Reading binary data
Henry Jen
henry.jen at oracle.com
Thu Dec 5 19:43:37 UTC 2019
I am usually pretty lazy to participate in arguments not involve code, but I feels like to share my understanding.
Regarding to safety, I think it’s clear that we agree some limited unsafe access is inevitable. My understanding to what said is that, when doing pure Java code, you should not be able to crash VM. Once unsafe operation is involved, some opt-in mechanism need to be involved to make unsafe access explicit. And it should be possible for native bindings to encapsulate all unsafe operation so if user choose to use the binding, they know the risk, but they don’t need to use unsafe API.
As the argument of project priority, the project started with a simple goal, enable calling native functions without hassle to write JNI code. We took the “binder” approach, and like to stabilize the interface via annotations.
jextract is just a tool to get Java bindings with such interface quickly so we can stabilize that interface, which was basically just annotation with layout descriptors. We thought such “minimal” interface without involving API would be easier deliver. Based on that effort we came out some APIs necessary for access native bindings such as Pointer/Scope etc.
It feels like jextract is a priority is IMO simply an accident during the process to expand our validation over native libraries and we found it can be useful for general use.
Mauricio have being doing great works to slice the experience accumulated over the years and present a plan to start delivering into mainstream. The memory access API is the first step, and then the ABI work would be next. Without foreign-abi branch, that would be the “interface” for native inter-op we set to have at beginning, with VarHandle and MethodHandle, and I believe developers can create tools using their imagination to make use of that foundation.
With the proposed foreign-jextract branch, we can serve as a reference of how jexrtract is transformed to use that foundation instead of “annotations”. Whether that’s good enough to serve as a tools to be distributed is a different story.
Cheers,
Henry
> On Dec 5, 2019, at 7:52 AM, Maurizio Cimadamore <maurizio.cimadamore at oracle.com> wrote:
>
>
> On 05/12/2019 15:27, Ty Young wrote:
>>
>> On 12/4/19 10:55 AM, Maurizio Cimadamore wrote:
>>>
>>> On 04/12/2019 16:14, Samuel Audet wrote:
>>>> Hi, Maurizio,
>>>>
>>>> It's not a question of whether I like it or not, it's about having the tools that we need. Recently, both Ioannis and Ty have been trying to make you understand the same thing that I've been trying to make you understand about safety, and you're not taking them seriously either. How many people is it going to take for you to understand the importance of this?

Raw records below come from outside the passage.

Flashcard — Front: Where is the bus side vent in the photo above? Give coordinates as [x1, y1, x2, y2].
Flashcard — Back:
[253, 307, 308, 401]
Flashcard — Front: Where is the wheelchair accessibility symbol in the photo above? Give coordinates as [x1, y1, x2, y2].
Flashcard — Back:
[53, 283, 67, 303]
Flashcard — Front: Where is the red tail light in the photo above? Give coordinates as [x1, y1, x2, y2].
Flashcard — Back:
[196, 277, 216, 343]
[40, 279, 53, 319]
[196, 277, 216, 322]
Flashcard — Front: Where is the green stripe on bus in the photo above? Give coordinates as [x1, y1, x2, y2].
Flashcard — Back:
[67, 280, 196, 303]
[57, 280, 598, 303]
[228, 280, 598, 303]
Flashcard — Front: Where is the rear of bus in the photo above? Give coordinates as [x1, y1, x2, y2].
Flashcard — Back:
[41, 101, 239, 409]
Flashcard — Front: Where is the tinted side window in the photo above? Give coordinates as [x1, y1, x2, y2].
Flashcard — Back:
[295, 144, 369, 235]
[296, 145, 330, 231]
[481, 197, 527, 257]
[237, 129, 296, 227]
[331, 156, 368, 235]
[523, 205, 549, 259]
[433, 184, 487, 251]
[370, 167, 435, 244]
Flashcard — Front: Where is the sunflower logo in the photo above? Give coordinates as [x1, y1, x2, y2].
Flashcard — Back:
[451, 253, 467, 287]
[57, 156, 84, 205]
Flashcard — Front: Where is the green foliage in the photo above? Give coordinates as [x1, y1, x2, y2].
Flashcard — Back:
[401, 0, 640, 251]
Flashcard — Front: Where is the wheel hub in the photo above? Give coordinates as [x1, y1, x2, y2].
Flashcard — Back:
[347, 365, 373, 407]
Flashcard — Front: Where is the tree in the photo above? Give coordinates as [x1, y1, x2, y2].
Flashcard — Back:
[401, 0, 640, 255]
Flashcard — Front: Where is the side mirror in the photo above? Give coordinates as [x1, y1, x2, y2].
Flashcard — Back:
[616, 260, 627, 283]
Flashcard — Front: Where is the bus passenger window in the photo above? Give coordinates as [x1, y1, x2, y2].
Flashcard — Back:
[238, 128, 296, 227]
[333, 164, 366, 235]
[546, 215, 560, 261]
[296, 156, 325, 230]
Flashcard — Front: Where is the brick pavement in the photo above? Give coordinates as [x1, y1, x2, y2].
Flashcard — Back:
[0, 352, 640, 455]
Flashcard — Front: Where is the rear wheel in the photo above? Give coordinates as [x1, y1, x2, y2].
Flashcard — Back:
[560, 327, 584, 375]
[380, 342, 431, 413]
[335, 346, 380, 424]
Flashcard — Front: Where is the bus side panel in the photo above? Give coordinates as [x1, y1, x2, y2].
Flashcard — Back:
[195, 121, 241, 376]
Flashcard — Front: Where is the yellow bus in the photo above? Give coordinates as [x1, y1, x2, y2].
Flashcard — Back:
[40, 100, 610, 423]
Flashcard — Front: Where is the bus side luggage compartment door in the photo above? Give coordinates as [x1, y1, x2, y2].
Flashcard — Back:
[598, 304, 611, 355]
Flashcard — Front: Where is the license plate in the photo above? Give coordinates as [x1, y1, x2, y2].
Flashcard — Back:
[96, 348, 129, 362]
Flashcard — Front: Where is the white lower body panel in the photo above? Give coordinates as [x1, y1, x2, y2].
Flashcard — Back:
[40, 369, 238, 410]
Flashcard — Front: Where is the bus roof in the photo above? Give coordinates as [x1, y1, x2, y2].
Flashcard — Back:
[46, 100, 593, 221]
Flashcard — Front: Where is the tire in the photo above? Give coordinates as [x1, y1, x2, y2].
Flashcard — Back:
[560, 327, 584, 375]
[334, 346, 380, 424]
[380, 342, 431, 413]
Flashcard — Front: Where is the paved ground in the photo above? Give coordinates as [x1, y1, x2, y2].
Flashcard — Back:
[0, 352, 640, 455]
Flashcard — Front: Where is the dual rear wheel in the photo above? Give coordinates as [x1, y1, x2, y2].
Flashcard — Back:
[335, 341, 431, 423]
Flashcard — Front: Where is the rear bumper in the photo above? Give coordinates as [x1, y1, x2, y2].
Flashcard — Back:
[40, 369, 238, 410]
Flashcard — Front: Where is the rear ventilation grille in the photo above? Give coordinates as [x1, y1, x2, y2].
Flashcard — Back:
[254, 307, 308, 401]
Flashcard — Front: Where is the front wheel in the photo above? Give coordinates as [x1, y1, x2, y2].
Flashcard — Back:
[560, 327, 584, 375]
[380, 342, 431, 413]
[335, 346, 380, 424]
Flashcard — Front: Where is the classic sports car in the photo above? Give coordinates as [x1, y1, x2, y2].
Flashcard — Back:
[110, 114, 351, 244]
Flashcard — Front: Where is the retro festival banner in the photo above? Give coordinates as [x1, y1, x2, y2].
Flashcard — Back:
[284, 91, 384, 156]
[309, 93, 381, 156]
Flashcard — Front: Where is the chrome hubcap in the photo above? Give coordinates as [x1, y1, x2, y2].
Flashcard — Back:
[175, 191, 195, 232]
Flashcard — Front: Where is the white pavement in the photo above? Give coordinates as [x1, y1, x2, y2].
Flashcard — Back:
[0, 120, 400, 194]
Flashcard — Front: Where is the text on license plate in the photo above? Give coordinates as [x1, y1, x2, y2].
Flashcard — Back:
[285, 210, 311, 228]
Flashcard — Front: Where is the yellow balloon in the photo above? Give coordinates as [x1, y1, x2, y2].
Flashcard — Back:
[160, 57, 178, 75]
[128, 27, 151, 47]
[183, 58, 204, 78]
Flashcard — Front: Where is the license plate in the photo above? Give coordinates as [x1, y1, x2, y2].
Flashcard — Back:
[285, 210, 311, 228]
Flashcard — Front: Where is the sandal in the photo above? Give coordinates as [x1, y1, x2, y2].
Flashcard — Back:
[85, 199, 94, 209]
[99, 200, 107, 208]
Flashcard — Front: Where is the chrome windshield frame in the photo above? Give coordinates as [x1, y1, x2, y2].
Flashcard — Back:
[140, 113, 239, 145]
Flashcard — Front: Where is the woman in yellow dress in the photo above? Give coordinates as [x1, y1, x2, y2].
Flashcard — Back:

>>> I think you are just mixing (as usual) pears with apples. But I will let Ty and Ioannis to speak for themselves, rather than try to put words into their mouths.
>>
>>
>> Ioannis and I's view on the current "safety" mentality seems to be the same: it just doesn't matter from a C/C++ bindings perspective.
>
> I think you are misinterpreting :-)
>
> I believe LWJGL tries very hard to inject bounds on otherwise unchecked pointers to achieve some form of safety for clients. So, while I agree that, in the most general case possible, 100% safety is a siren song when it comes to native libraries, there _have_ to be ways to take an unsafe address and put some structure to it.
>
>> You say the point of "safety" is to not crash the JVM, but the JVM runs on the system and C/C++ is often used for sensitive system level programming. Even if you did everything possible to ensure the integrity of the way the data is communicated and worked with between Java and C/C++, it literally does nothing once that data is processed in C/C++ land. You crash the system from C/C++ and the JVM will go down with it.
>>
>>
>> That said, I don't think "safety" is pointless and I recognize that there are many use cases where "safety" is very much welcomed. However, by not offering functionality because of "safety", you are shafting those that want to get "down and dirty" using Project Panama... something Java doesn't really have an official API for.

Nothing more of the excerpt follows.